I'm a South Dakota native who earned my PhD in social psychology with a minor in statistics and quantitative methods at Ohio State University working with Dr. Russ Fazio. I then held a postdoctoral fellow position in marketing at Northwestern University in the Kellogg School of Management. I am now a visiting professor of marketing at Northeastern University.
I'm interested in a fundamental question: How do we navigate our worlds? Pivotal to any decision we make is the positivity and negativity we have associated with the items important to that decision. In general, then, I'm interested in evaluations and opinions (attitudes), how they affect what we do, and how we can better understand them.

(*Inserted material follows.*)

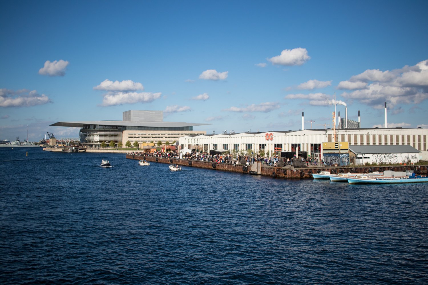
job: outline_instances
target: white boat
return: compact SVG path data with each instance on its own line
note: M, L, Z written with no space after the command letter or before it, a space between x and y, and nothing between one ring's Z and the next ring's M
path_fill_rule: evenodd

I use a variety of viewpoints for asking and answering questions related to evaluations and opinions including a traditional consumer behavior perspective as well as natural language, neurobiological, and cognitive perspectives. I use a variety of methods to answer my questions including in-laboratory experiments, pharmacological treatments, longitudinal interventions, and “big data” naturalistic text analysis.
Feel free to get in touch with me by e-mailing me here.
I use beans to understand people's biases.
No really, I do.
Imagine the following scenario: You're playing a game and you've learned that one kind of bean is positive (you gain +10 points when you approach it), but you've learned another kind of bean is negative (you lose -10 points when you approach it). What do you do when you see a new bean that equally resembles both the positive and negative one you saw earlier?:
We use an in-lab game, affectionately dubbed BeanFest, to measure this bias. And it turns out that the way people decide whether that novel bean is positive or negative has a big impact on how they live their lives. People who give greater weight to the positive bean when categorizing the novel bean are less impacted by negative word-of-mouth, more likely to try new things, make riskier decisions, less likely to ruminate after a negative experience, less sensitive to the possibility of being rejected by others, and even make more friends over time (e.g., Rocklage and Fazio 2014; Rocklage, Pietri, and Fazio 2017; Fazio, Pietri, Rocklage, and Shook 2015).
Interestingly, people don't seem to be able to report this weighting bias: self-beliefs about our weighting bias don't correspond to the measurement we obtain in the lab.